The sight of high schoolers clapping and chanting in an explosion of collective energy could easily be mistaken for pep rally before the Big Game.
(Si Se Puede) Si Se Puede! Harambe_Umoja! Kemaktzin Mochihua! Isaaaaaaaaaang Bagsak! (Holla Back) We Got Your Back …This “unity chant,” which includes Spanish, Swahili and Native American phrases expressing support and solidarity (translation here), is used by some teachers of ethnic studies as an icebreaker before tackling such heavy-duty classroom topics as identity, oppression, power, solidarity and systemic racism. In the video link provided in the state’s proposed curriculum, the chant is led by Los Angeles consultant and educator R. Tolteka Cuauhtin, one of the authors of the 2019 proposed model curriculum that was rejected by state officials as too ideological.
Montaño said her students come to her traumatized from taking math classes, and doing ethnic studies helps heal their psychic wounds by empowering them through social action projects and by participating in activities such as storytelling, poetry writing and talking circles where students take turns holding a “talking stick.”
What distinguishes ethnic studies from conventional classroom work is not only the content but also the hands-on pedagogy that requires students to embrace and act on what they are taught. In California, high schoolers enact mock trials of white supremacy for crimes against humanity, write lists of demands to school administrators, and teach social justice activism to middle schoolers.
An introductory ethnic studies course in the San Francisco Unified School District has students learn to about themselves in terms their intersectional identities, participate in grassroots community organization and “explain the dynamics among internalized, interpersonal, and institutional oppression and resistance.”
Students conduct a grand jury investigation to address the question, “Who was responsible for the physical and cultural genocide of California Indians?” They study the history of racial stereotypes by learning about eugenics, then analyze contemporary stereotyping in popular culture to understand how stereotypes are reproduced and perpetuated.

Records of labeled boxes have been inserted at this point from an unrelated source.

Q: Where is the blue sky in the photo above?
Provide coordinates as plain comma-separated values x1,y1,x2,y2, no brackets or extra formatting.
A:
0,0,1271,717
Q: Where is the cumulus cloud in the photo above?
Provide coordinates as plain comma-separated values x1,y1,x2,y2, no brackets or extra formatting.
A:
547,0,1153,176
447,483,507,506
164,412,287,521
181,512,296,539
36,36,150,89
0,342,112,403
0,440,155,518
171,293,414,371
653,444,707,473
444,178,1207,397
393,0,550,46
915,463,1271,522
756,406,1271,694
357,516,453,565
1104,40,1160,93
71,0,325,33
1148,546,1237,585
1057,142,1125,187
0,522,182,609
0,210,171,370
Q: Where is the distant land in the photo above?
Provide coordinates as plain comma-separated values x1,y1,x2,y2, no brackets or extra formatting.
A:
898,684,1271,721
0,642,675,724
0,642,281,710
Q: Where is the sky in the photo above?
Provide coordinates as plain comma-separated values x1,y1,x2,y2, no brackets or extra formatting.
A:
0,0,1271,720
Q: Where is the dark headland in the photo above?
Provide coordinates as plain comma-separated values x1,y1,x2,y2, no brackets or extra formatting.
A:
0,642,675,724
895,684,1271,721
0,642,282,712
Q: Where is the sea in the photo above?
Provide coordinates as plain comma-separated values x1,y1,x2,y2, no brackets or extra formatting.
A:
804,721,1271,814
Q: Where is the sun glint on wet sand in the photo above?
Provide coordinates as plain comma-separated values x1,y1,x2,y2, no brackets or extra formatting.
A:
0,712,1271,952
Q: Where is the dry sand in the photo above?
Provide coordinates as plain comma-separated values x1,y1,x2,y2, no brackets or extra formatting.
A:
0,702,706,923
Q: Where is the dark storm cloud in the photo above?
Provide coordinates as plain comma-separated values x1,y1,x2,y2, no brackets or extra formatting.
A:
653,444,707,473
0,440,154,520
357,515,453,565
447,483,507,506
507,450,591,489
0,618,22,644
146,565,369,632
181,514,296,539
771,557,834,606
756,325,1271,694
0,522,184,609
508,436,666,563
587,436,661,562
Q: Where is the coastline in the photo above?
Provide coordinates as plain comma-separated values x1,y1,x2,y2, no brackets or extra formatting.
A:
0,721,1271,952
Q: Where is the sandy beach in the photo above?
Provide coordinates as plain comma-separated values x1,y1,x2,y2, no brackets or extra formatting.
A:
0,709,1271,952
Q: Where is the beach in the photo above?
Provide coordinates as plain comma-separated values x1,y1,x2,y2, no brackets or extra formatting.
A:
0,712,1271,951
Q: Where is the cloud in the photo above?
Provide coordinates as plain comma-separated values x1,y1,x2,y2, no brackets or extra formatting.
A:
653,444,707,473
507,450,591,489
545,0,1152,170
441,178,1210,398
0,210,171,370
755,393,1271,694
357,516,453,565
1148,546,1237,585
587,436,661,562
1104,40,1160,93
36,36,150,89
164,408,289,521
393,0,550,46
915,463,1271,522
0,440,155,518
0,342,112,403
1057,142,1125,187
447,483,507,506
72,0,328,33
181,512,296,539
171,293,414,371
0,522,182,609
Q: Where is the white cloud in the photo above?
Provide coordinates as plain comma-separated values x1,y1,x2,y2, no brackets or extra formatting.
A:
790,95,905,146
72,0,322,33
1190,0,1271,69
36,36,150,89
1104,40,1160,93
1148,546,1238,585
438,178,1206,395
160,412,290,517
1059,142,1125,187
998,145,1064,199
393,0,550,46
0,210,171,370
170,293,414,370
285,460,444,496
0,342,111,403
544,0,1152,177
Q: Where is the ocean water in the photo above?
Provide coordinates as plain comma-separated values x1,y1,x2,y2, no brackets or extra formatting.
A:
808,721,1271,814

In a unit on community organizing, students “produce a manifesto that lists and justifies their demands for reform of the current education system.” Students then prepare a lesson about the changes they would like to see in the educational system and as part of the class, they teach the lesson to middle school students.
In San Juan High School in Citrus Heights, California, teenagers “chart their own intersectionality” as they “interrogate” multiple structures of hierarchy and inequality, rooted in critical race theory.
One of their assignments is creating a pamphlet for distribution in school challenging ethnic and gender stereotypes and offering strategies “for disrupting and subverting the negative effects of stereotyping.”
The purpose of the course is for the students to implement “a systematized campaign for social justice at their school,” the course description reads. “Students will also study how to gain political power through activism, organization and mobilization.”
A number of California’s high school courses in ethnic studies appear to be based on college-level classes. Kids taking the Salinas Union High School District’s Introduction to Ethnic Studies course, for example, will attain fluency in such key terms as systems of oppression, privilege, resistance, consciousness, classism, ableism, cultural appropriation, colonization, social construct, praxis, otherization, hegemony, white flight and gentrification.